Mercy Brown was a vampire.
"So, they cut out her heart and burned it to ashes on a rock, by the site," said Bell. "Edwin was supposed to take the ashes to consume. Drink them in water."
We don’t know for sure whether Edwin did consume them, but we do know he died not long after. Just as his sisters had. Just as his mother had. They died of tuberculosis — known then as consumption. The Mercy Brown incident was the last known case of The New England Vampire panic.
This particular brand of folklore was a variant on a practice born in places like Romania, Hungary and Germany. The idea was that one of the dead victims was not, in fact, dead but keeping itself alive in its grave by feeding on the blood of the living. To stop it, you had to find it. And eradicate it.
"They would usually cut out that organ that had the fresh blood, whether it was the heart, liver, lungs, whatever," explained Bell. "Sometimes the whole body was burned."
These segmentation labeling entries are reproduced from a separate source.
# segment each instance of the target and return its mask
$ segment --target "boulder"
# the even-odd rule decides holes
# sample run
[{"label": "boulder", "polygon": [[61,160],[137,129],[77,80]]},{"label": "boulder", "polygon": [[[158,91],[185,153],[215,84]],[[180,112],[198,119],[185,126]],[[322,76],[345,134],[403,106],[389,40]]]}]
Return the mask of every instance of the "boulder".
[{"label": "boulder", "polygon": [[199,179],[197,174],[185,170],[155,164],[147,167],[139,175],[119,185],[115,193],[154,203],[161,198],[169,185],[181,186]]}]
"Most of the time I’m dealing with the vampires of folklore and history," said Bell, a PhD in mythology who has researched and written extensively about the New England vampire panic. "And basically, what they were, were rotting corpses. Just not rotting fast enough."
Over the course of a century, at least 70 ritual exhumations like the one in Exeter, Rhode Island were performed throughout New England. They were attempts to stop the spread of the devastating and then little-understood disease of tuberculosis among families, mainly in rural communities.
"There are times in life when you need to have an answer. You need to have a course of action. To actually do something and not just sit there and watch your family die," said Bell. "And so, folklore provided an avenue for this. A door, really, from fear and disease into hope."
Bell says these practices were likely introduced to New England by traveling quacks. And this same curious, magical folk practice also provided inspiration to European writers, who developed their own version of the vampire myth, one we know well today through pop culture and fiction.
"The vampires in New England were real," said Bell. "They just happened to be microbes. They were germs with fangs."
Fear of the unknown is a powerful force. By the 1800s New Englanders knew there had been no witches in Salem in the 1600s. And today we know there were no vampires here in the 1800s. But Bell says, don’t be so quick to judge. We may have access to far more information today, but we’re no more inherently intelligent than the people of the past. And 200 years from now, who knows which of our beliefs and practices might seem utterly ridiculous.